Sounds wonderful, doesn't it? Unless you look at the photos. "retaining the intimate qualities found in the Old English Inn" yeah, right."From out of the past rose
THE "Phoenix" is the third house to be built by the Company in Harlow new town, its licence was transferred on June 20th, 1957, from the "Old King's Head," Potter Street, which has now been demolished.
In common with other licensed premises in the new town the house is named after a moth.
In designing the new house the Company's Architects Department have, both from a planning and aesthetic approach, attempted to create a building truly representative of its environment. It is situated in the Tye Green neighbourhood centre, which houses young people, many of whom have closely followed the development of their local from a hole in the ground to the finished building.
Accent is on light, colour and space, yet still retaining the intimate qualities found in the Old English Inn.

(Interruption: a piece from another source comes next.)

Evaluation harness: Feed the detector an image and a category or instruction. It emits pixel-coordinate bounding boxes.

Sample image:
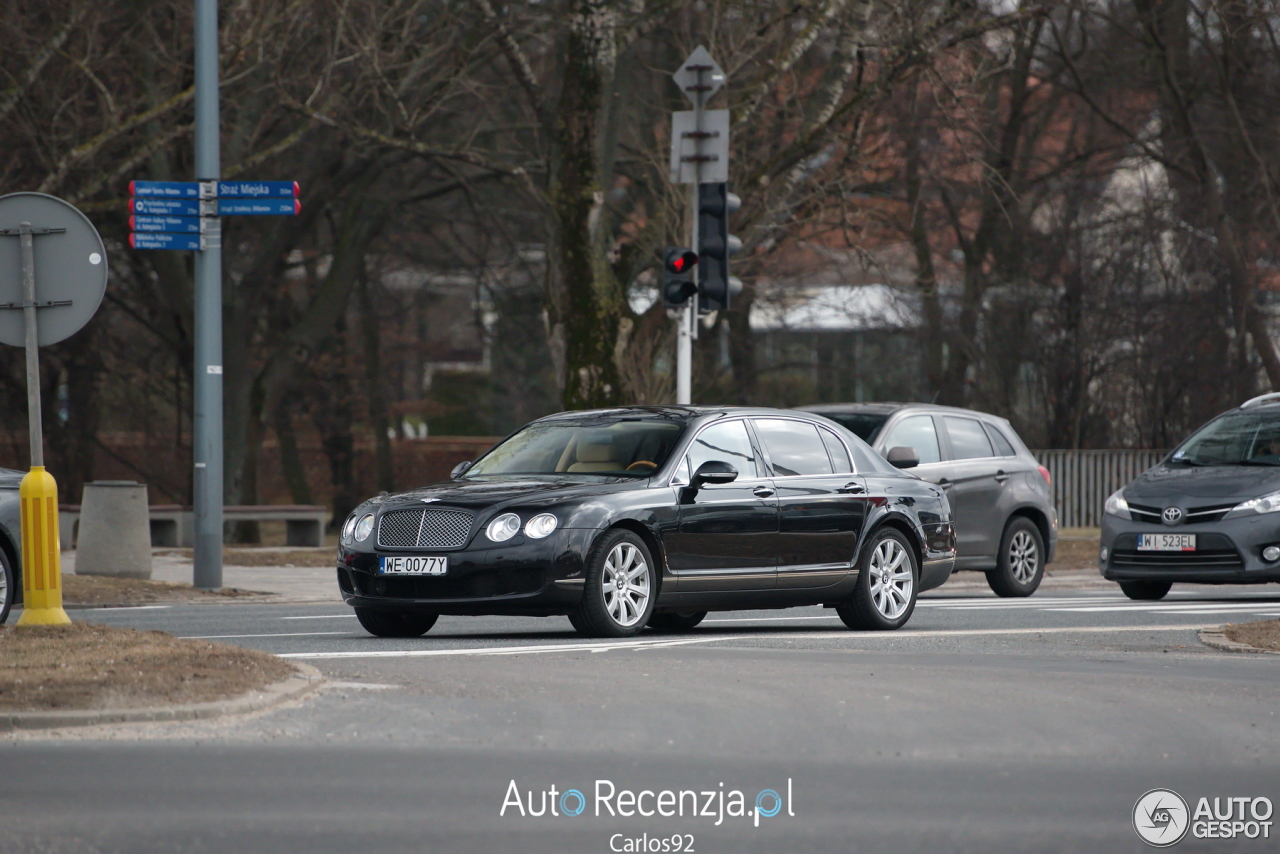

The House consists of Public and Saloon Bar. Club Room and Off Licence. There are ample facilities for darts and the whole decor is bright and cheerful. Indoor plants have their place in the Saloon Bar where exotic varieties festoon the beech rod screens.
The bottle beer store is at ground-floor level which, by trolly feed system, allows for the easy replenishment of the display cabinets in both bars.
A completely self-contained flat with private entrance has been provided on the first floor for our tenant. Mr. W. J. Liddiard. The "Phoenix " is the third licence held by Mr. Liddiard, who in June this year celebrates 25 years with the Company. In 1933 he became landlord of the "Golden Lion." Lower Edmonton. but it was not until 1957 that he took over the "King's Head." Potter Street. Harlow, which closed for trading later that same year, the licence being transferred to the new "Phoenix."
We wish Mr. and Mrs. Liddiard and their son and daughter-in-law, all of whom take a very active part in the management of the "Phoenix," every success in their new house.
Looking out through the twenty foot window on the front elevation, the view is of the newly completed sports fields and beyond the rolling Essex Hills.
French casements lead out on to a sun terrace and beer garden at the rear of the premises; here, beneath a white pergola and coloured lights, are arranged sun brollies when our climatic conditions allow.
Partitioned oft with mahogany folding floors is the clubroom, which also serves as a useful annexe to the saloon bar.
The off-licence is brightly decorated and contains ample shelving for display and storage of the Company's products. The main display window brilliantly illuminated by concealed fluorescent lighting will not easily be missed at night.
"Courage and Barclay Journal Vol.1, No.3 March 1958", pages 18 - 19.
See? All the initmacy of an aircraft hangar. And what a rubbish use of space. See how few tables there are? Not very sturdy looking tables, either. One nudge and you drinks would be all over the lino. Far less practical than a good old cast-iron table.
But, jokes about crap 1950's styling aside, the pub retains a very traditional layout. One surprisingly similar to that of pre-war Bolton pubs. Take a look:
There are still three rooms: public bar, saloon bar and club room. And a central bar area serving both main rooms. In general, pretty similar to this:
Vault = public bar, lounge = saloon bar, taproom = club room.
Did you see the O.L. on the Phoenix plans? That's an off licence, with its own separate door, but still served from the same central bar area. That's a feature of pubs built between the 1920's and 1960's. Before the supermarkets destroyed the off sales of pubs.
I drank in several pubs similar to the Phoenix. Ones built in the 1950's and 1960's. Charmless, but practical. The Cardinal's Hat (a Home pub in Newark), The Fullbeck (an identical Home pub in Mablethorpe), the Turk's Head in Balderton (now a vets).
It's a fascinating - and neglected - period of pub design. Pubs that retained a traditional arrangement, but built in a modern idiom. It's one of the last great burts of pub building. But one that's well hidden. Because these pubs, like the Phoenix, tended to be stuck in the middle of new council estates. Not the sort of place the casual visitor is likely to be wandering around.
I'll leave you with the Cardinal's Hat. The pub with the youngest beer drinker I've seen. The lad couldn't have been more than 11. At least his dad had bought him a full pint.